Search code examples
pythonsnakemake

snakemake interpreting full path as relative path


I am writing a snakemake to perform multiple operations. All the rules, except for the last one (mvQsubLogs) work for a test file. This last rule should move the .e and .o files produced by the qsub command (I am running snakemake on a cluster), from the directory specified with the -e and -o flag, to a directory specified in the output directive of my rule, as soon as some operations are completed (please see input directive in the rule below):

rule mvQsubLogs:
    input:
        # FastQC
        rules.fastQC.output,

        # Markduplicates
        rules.markDups.output.markDupBam,
        rules.markDups.output.markDupMetrics,

        # mosdepth
        rules.mosdepth.output.DIR,

        # editflagStat
        rules.edit_flagStat.output,

        # edit idxStats
        rules.edit_idxStats.output,

        # insertSizeMetrics
        rules.insertSizeMetrics.output.METRICS,
        rules.insertSizeMetrics.output.PDF

    output:
        directory("{sample}/logs")
    shell:
        "mkdir -p {wildcards.sample}/logs " 
        "| mv {LOGDIR}{wildcards.sample}* {output}"

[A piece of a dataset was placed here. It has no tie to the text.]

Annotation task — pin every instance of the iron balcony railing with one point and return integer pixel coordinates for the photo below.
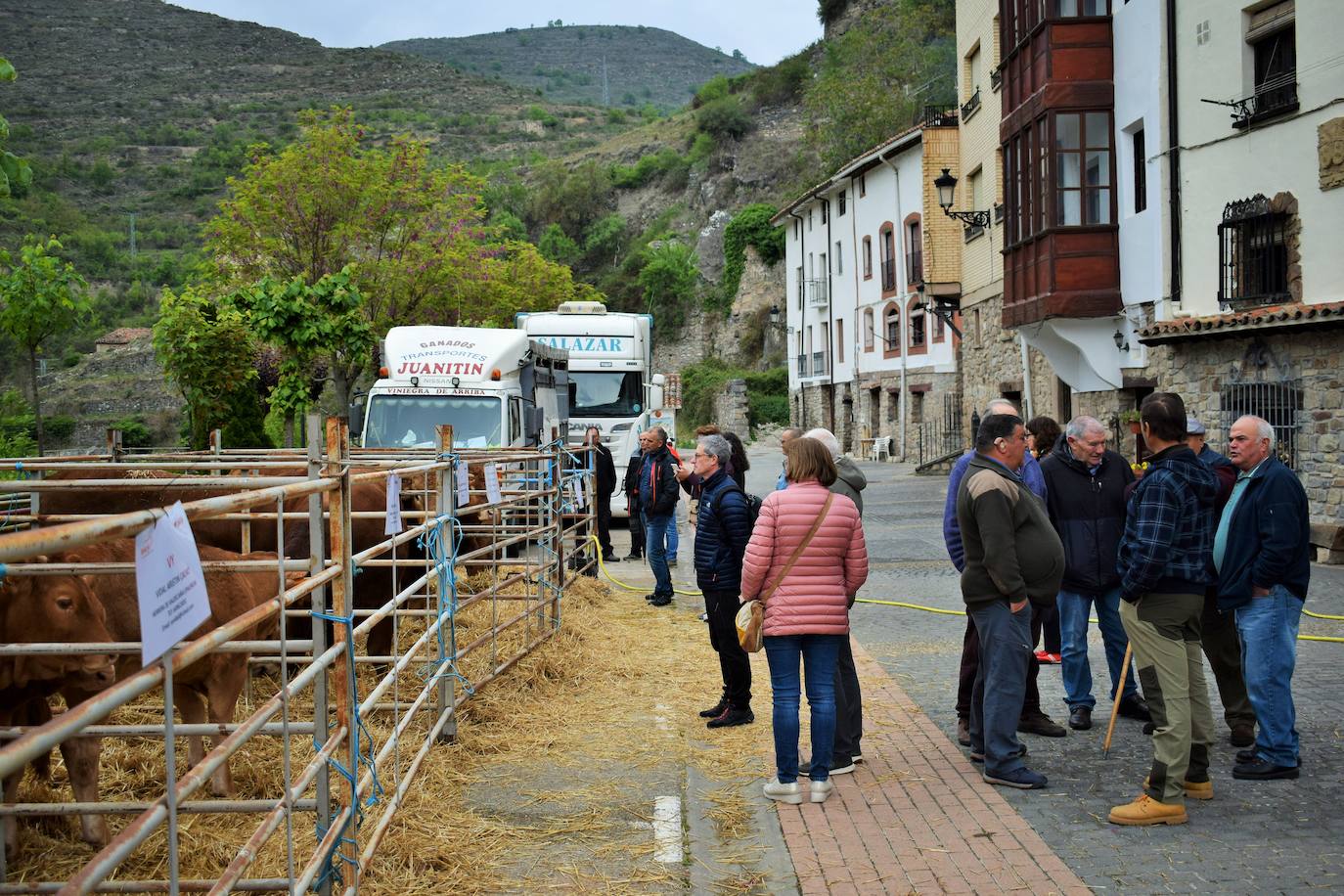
(969, 108)
(819, 364)
(818, 291)
(1271, 98)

A DAG with all jobs that I want to perform can be found below:

enter image description here

The command that I am using to launch the jobs to the cluster is

snakemake -p -s Snakefile_v6_ngs_bngs05b --cluster "qsub -q onlybngs05b -e {LOGD
IR} -o {LOGDIR}" -j 5 --use-conda --jobname "{wildcards.sample}.{rule}.{jobid}"

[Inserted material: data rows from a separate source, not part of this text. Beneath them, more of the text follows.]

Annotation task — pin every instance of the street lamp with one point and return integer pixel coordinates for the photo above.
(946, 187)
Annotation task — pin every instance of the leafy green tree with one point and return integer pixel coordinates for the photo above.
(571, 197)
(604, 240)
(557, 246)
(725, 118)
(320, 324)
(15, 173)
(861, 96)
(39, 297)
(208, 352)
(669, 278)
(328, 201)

Whereas it is important to note where the .e and .o files should be produced, which for this example is LOGDIR. LOGDIR was actually retrieved from the config file (LOGDIR = config['logsOutDir'] - in the snakefile itself and logsOutDir: "/home/ngs/jobout/" - specified in the config file).

When I call the full snakemake the command that I get for the rule mvQsubLogs is :

rule mvQsubLogs:
    input: NIPT-PearlPPlasma-03-PPx_S3downSample/fastQC, NIPT-PearlPPlasma-03-PPx_S3downSample/aligned/NIPT-PearlPPlasma-03-PPx_S3downSample.sorted.markDup.bam, NIPT-PearlPPlasma-03-PPx_S3downSample/dups/NIPT-PearlPPlasma-03-PPx_S3downSample.markDups.metrics.txt, NIPT-PearlPPlasma-03-PPx_S3downSample/depth/, NIPT-PearlPPlasma-03-PPx_S3downSample/dups/NIPT-PearlPPlasma-03-PPx_S3downSample.sorted.markDup.flagstat.edited.csv, NIPT-PearlPPlasma-03-PPx_S3downSample/readsDist/NIPT-PearlPPlasma-03-PPx_S3downSample.sorted.markDup.idxstats.edited.csv, NIPT-PearlPPlasma-03-PPx_S3downSample/insertSizeDist/NIPT-PearlPPlasma-03-PPx_S3downSample_ISmetrics.txt, NIPT-PearlPPlasma-03-PPx_S3downSample/insertSizeDist/NIPT-PearlPPlasma-03-PPx_S3downSample_ISHist.pdf
    output: NIPT-PearlPPlasma-03-PPx_S3downSample/logs
    jobid: 7
    wildcards: sample=NIPT-PearlPPlasma-03-PPx_S3downSample

mkdir -p NIPT-PearlPPlasma-03-PPx_S3downSample/logs | mv /home/ngs/jobout/NIPT-PearlPPlasma-03-PPx_S3downSample* NIPT-PearlPPlasma-03-PPx_S3downSample/logs

Which does sound right to me: (after creating the directory to which the files should be moved, just to be on the safe side) I should move all files starting with NIPT-PearlPPlasma-03-PPx_S3downSample (i.e. wildcards.sample), located at /home/ngs/jobout/ to NIPT-PearlPPlasma-03-PPx_S3downSample/logs, whereas this last directory is relative to the working directory.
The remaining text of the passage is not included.